A visit from Sen. Saxby Chambliss’ staffers was particularly contentious, and the tension between the two offices only appears to have deepened in the weeks after the tour. When the Georgia Republican’s staff asked to see Heller’s suite, Chambliss had not yet announced his decision to retire in 2014. According to sources familiar with incident, Heller Chief of Staff Mac Abrams joked that Chambliss’ staff should ask Rep. Paul Broun, R-Ga., if he would like the suite. He also jokingly suggested that Heller would have to support any potential Broun primary bid if Chambliss took their office. (At the time, Broun was rumored to be contemplating a primary challenge, and he has subsequently announced he will run for the open seat.)

According to some sources told about the exchange, Heller’s chief of staff then offered $10,000 in campaign contributions from the senator’s PAC if Chambliss declined to take the suite. Heller’s office disputes this claim.

Is this petty? Or is this petty? And why is this even happening?

This is indeed beyond silly. No wonder why the US Senate is so dysfunctional. They're even bickering over office space.

Yet out here in the real world, there's uncertainty. And there's pain. And none of it was actually necessary.

From the Cronkite News: “An Arizona school superintendent said Monday that her district has already cut 40 positions because of automatic federal spending reductions and will recommend cutting 65 more and closing three schools next year to save money.”

In South Bend, Ind.,, “A $30 million dollar construction project … is delayed because of the sequester budget cuts.”

The Charlotte Observer notes, “Closing the control tower at Concord Regional Airport could cost the city hundreds of charter flights from NASCAR teams and other businesses, local officials said Wednesday after learning that the tower’s federal funding is being eliminated. … Concord officials said they were notified Tuesday by the Federal Aviation Administration that funding would be cut off soon.”

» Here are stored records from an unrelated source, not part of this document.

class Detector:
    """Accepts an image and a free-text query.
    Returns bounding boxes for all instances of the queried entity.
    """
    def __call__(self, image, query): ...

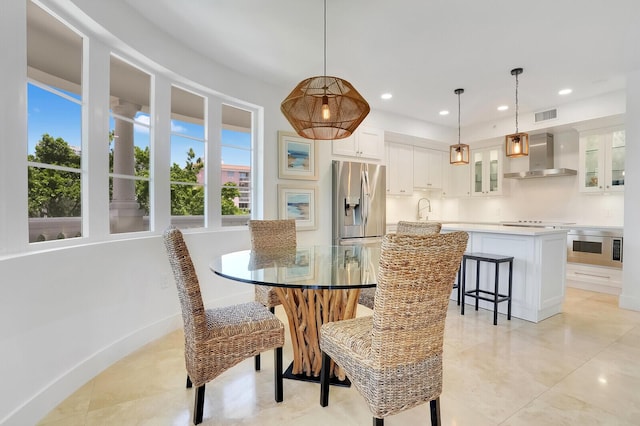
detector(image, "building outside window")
[25,1,255,243]
[109,55,151,234]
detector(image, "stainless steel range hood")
[504,133,578,179]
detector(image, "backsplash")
[387,181,624,226]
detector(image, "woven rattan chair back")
[249,219,296,312]
[396,220,442,235]
[371,232,468,367]
[249,219,296,250]
[164,227,207,347]
[358,220,442,309]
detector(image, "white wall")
[0,0,290,425]
[0,0,640,425]
[387,130,631,226]
[620,69,640,310]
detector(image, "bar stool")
[453,262,462,306]
[460,253,513,325]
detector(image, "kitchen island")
[442,223,567,322]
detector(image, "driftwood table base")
[276,287,360,381]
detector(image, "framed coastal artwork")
[278,185,318,231]
[278,131,318,180]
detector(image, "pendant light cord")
[323,0,327,78]
[458,92,460,145]
[516,73,519,133]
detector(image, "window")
[220,105,252,226]
[170,86,206,228]
[109,55,151,234]
[27,2,82,243]
[17,1,258,245]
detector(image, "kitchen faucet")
[418,198,431,220]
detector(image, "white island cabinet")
[442,223,567,322]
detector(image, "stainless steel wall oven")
[567,229,623,268]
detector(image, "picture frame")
[278,131,318,180]
[278,184,318,231]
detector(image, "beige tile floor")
[40,288,640,426]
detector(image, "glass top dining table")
[210,245,380,386]
[210,245,380,290]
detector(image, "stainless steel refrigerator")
[332,161,387,245]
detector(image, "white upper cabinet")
[471,147,504,197]
[413,146,443,189]
[332,125,384,160]
[442,160,471,198]
[387,143,413,195]
[578,128,625,192]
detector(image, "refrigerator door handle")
[360,170,371,228]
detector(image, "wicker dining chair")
[320,232,468,425]
[163,227,284,424]
[248,219,297,371]
[358,220,442,309]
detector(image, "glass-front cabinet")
[471,147,504,196]
[579,128,625,192]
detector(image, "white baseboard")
[0,314,182,426]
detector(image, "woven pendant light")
[280,0,370,140]
[504,68,529,158]
[449,89,469,166]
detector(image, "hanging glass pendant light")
[449,89,469,165]
[505,68,529,158]
[280,0,370,140]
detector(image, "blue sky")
[28,84,251,166]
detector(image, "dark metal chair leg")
[253,307,276,371]
[193,385,205,425]
[429,397,441,426]
[493,263,500,325]
[460,257,467,315]
[273,347,282,402]
[320,352,331,407]
[475,259,480,311]
[507,260,513,320]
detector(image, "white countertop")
[442,223,568,235]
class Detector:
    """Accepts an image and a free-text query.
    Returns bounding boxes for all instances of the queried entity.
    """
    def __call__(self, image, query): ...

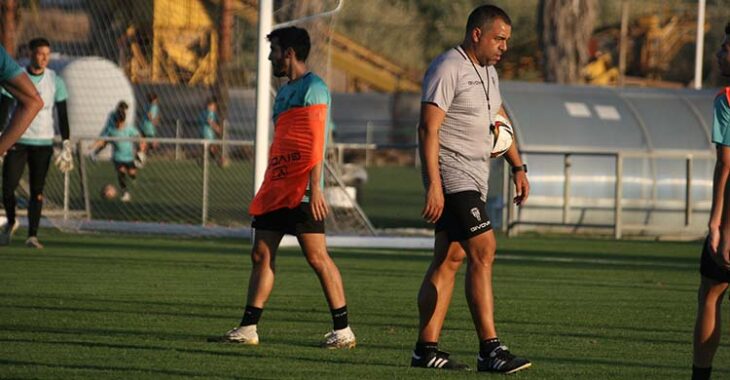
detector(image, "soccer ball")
[492,114,514,157]
[101,183,119,200]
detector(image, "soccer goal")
[8,0,374,236]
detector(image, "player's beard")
[271,59,286,78]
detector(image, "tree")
[537,0,598,83]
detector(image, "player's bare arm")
[0,74,43,155]
[418,103,446,223]
[710,146,730,269]
[499,107,530,206]
[309,161,329,221]
[707,145,730,255]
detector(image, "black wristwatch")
[512,164,527,174]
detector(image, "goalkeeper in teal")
[692,23,730,380]
[0,38,68,248]
[141,92,160,149]
[199,98,225,166]
[91,108,147,202]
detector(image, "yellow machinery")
[121,0,218,85]
[120,0,421,92]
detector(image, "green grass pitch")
[0,230,730,380]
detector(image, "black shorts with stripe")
[700,239,730,282]
[251,203,324,236]
[436,191,492,241]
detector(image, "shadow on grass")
[0,338,399,370]
[0,359,236,379]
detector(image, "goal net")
[10,0,374,235]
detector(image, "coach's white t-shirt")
[421,47,502,200]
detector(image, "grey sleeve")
[421,61,459,112]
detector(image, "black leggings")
[3,144,53,236]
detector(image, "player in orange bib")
[213,27,355,348]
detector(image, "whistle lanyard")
[454,45,494,130]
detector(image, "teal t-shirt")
[273,72,332,202]
[712,91,730,146]
[200,108,218,140]
[0,46,23,82]
[101,125,139,163]
[142,104,160,137]
[2,69,68,103]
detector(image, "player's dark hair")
[466,4,512,34]
[114,109,127,124]
[266,26,312,62]
[28,37,51,51]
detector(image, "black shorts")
[700,239,730,282]
[436,191,492,241]
[114,161,137,171]
[251,203,324,235]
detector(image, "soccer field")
[0,230,730,380]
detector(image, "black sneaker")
[477,346,532,375]
[411,350,469,371]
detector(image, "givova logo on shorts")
[469,207,490,232]
[471,207,482,221]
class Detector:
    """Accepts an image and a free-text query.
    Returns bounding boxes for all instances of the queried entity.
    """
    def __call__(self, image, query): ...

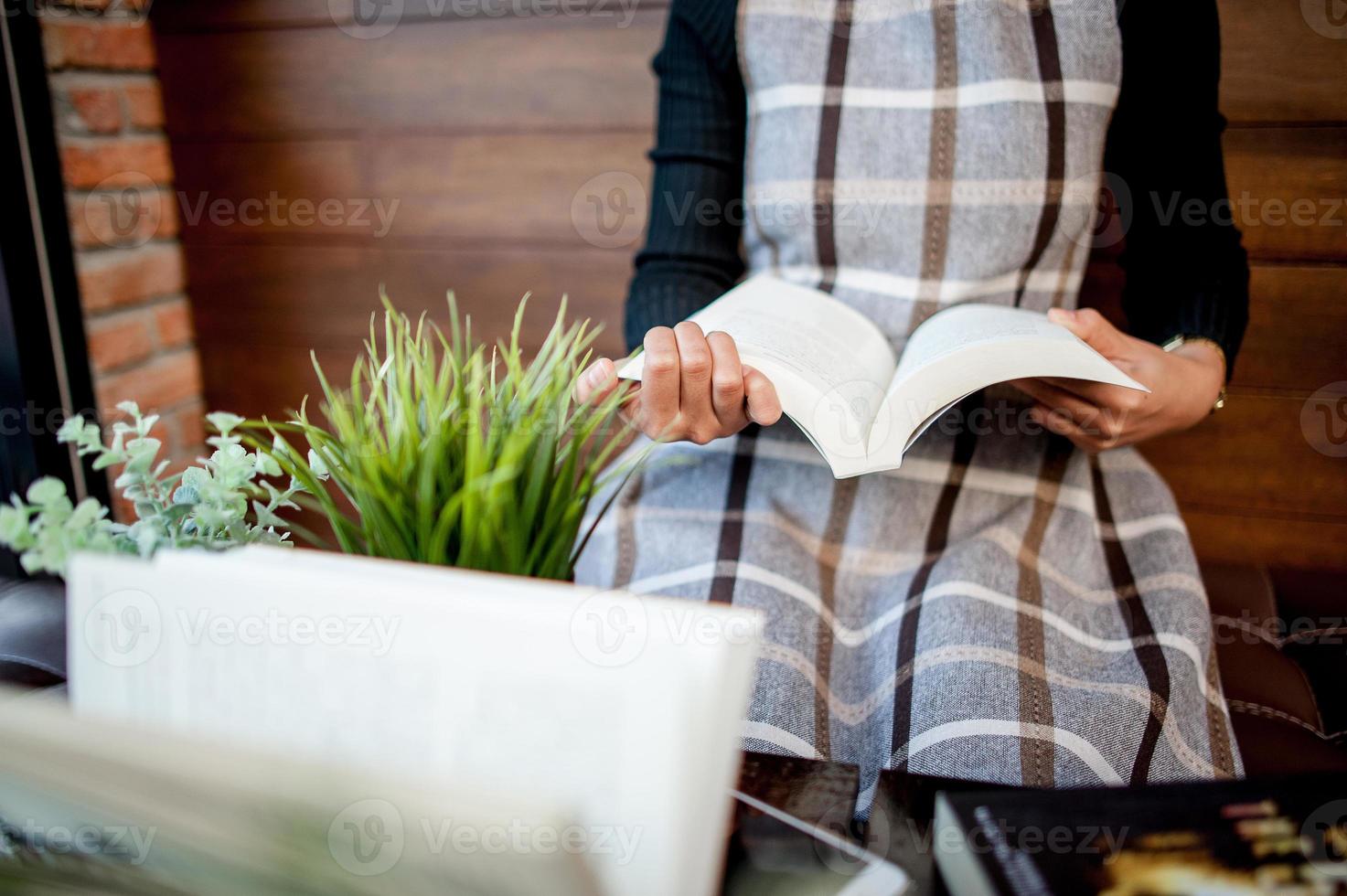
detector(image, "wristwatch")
[1160,333,1228,413]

The Dayton Daily News learned: “Furloughed Air Force civilian workers would cost Ohio’s economy $111.1 million in lost wages through September.”

In Las Vegas, “More than 220 local FAA workers received notices that they will have to take some unpaid days off.”

And on Fort Drum in Waterstown, NY, “civilian employees on post will be forced to take one day off per week without pay.”

It’s not surprising that the news coverage of sequestration in Washington has been tinctured by partisan skirmishes over unpopular or politically motivated cuts. But outside the capital the public isn’t experiencing sequestration solely as a political issue — and the consequences of indiscriminate cuts may eventually force lawmakers to address the policy rather than distract the public from the real harm it’s causing.

This is what happens when Congress forces a manufactured crisis upon the country. Steve Benen summed it up well earlier today.

Going into 2013, there was reason to believe the U.S. economy would start to see a more stable and robust recovery, with stronger growth and vastly improved job creation. With positive projections on the horizon, Congress has responded with the following: an end to the payroll tax break, more public-sector layoffs, the possibility of a government shutdown, the possibility of a debt-ceiling crisis, and a sequestration policy that's already undermining the economy.

Ideally, lawmakers would be taking deliberate steps to improve the economy, but at this point, I'd be satisfied if congressional Republicans stopped making things worse.

So Dean Heller and his US Senate staff are waging war against his fellow Senate Republicans... Over office space. Meanwhile beyond Capitol Hill, people are already losing jobs as a result of Congress' latest manufactured crisis. We're even seeing the fallout here in Nevada. And the pain will only worsen if this isn't fixed by the end of the month.

Keep this in mind as we hear more about Dean Heller's "Office Space" scandal. While Beltway pundits gasp over who's fighting over which office, actual Americans are needlessly suffering. Before any Senators (Heller most definitely included) gripe any more about office space, they need to stop inflicting harm on the American economy and the American people.